I have test database of documents with average document size is 32942 Bytes only.
I am getting exceed memory error on below mentioned very simple query and small database (@ 600MB). Code:
resultSet=collection.find({“cs.c_id”:{“$in”: list}})
reccnt=0
for rec in resultSet:
reccnt=reccnt+1 Error:pymongo.errors.DocumentTooLarge: BSON document too large (50853059 bytes) - the connected server supports BSON document sizes up to 16777216 bytes.
Yes, you are right. Query parameter list may be high (approximate 10^6) .
Thank you to help in cause identification.

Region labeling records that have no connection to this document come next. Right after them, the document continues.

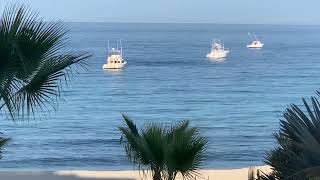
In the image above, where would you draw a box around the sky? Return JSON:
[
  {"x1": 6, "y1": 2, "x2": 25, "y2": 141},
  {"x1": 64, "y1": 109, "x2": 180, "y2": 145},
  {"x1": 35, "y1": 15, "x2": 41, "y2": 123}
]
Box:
[{"x1": 0, "y1": 0, "x2": 320, "y2": 25}]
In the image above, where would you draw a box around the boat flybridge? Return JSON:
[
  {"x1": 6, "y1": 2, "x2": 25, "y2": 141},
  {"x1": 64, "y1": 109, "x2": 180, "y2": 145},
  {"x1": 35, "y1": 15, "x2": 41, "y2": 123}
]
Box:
[
  {"x1": 247, "y1": 33, "x2": 264, "y2": 49},
  {"x1": 102, "y1": 40, "x2": 127, "y2": 69},
  {"x1": 207, "y1": 40, "x2": 229, "y2": 59}
]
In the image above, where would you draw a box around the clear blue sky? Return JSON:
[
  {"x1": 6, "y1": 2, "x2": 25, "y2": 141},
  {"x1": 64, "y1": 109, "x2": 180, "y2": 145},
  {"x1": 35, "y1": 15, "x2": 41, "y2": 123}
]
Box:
[{"x1": 0, "y1": 0, "x2": 320, "y2": 24}]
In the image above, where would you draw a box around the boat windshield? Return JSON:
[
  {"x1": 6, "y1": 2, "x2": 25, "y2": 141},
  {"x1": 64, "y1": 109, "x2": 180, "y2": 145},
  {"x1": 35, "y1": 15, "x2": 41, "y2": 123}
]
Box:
[{"x1": 109, "y1": 48, "x2": 121, "y2": 56}]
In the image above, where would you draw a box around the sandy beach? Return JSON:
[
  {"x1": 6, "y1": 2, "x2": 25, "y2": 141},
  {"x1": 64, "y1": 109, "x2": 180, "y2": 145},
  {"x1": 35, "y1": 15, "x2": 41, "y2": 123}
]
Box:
[{"x1": 0, "y1": 166, "x2": 269, "y2": 180}]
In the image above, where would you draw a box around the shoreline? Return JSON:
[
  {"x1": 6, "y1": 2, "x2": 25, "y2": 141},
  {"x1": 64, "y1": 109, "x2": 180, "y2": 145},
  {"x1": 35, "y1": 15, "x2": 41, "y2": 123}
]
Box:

Actually, it was result to avoid expensive Join operation using $lookup.
It is in two part:
part 1) identified all references from documents satisfying critieria,
These criteria are merged, then
part 2) Identify documents of ID return by part 1
So to avoid a $lookup entirely done with one access to the server by
1 - doing a find that downloads the list of ids to lookup, join or find
2 - doing a second access to the server by uploading the list of ids you got in step 1 to find the documents
So you basically implement your own $lookup in a less efficient way using more access to the server, using more I/O between the client and the server and more CPU on the client which in principal is less powerful than the server.
$lookup
I do not know how accurate your python environment is terms of showing where is the error line but I suspect it is wrong. As far as I know, resultSet is a cursor so I am pretty confident that pymongo will return a valid cursor object. And each record is a document stored in the server, so I don’t see how any single rec from resultSet could be too big.
I think $lookup would be less efficient. You may correct it.
Query here is to filter record from first collection. Collect references from Array from these documents. For this reference ID’s , search documents from second collection.
Two collections are used here, which may be have different distribution on shards.
So, there will be much network I/O between shards to perform $lookup stage.
On other side, two query are used to perform this task. First query is to find reference IDs from first collection by querying it. This process will be done in parallel to all applicable shards. Almost balanced workload . Only IDs are returned from first query. It will be used to filter second collection in balanced workload . No document transfer among cluster nodes will be required except result.
I could by I will not because I do not personally have the resources to test it and I will not use the resources of my customers to test it.
To test if the BSON document too large error is the size of the query, like I think, versus the processing of the result set what you can do is to try insert the query (using the same list) into a temporary collection rather than calling find.
If you get a DocumentTooLarge error then you will know that the query is too big. If it works with exactly the same list that generated the error with find then I have no clue.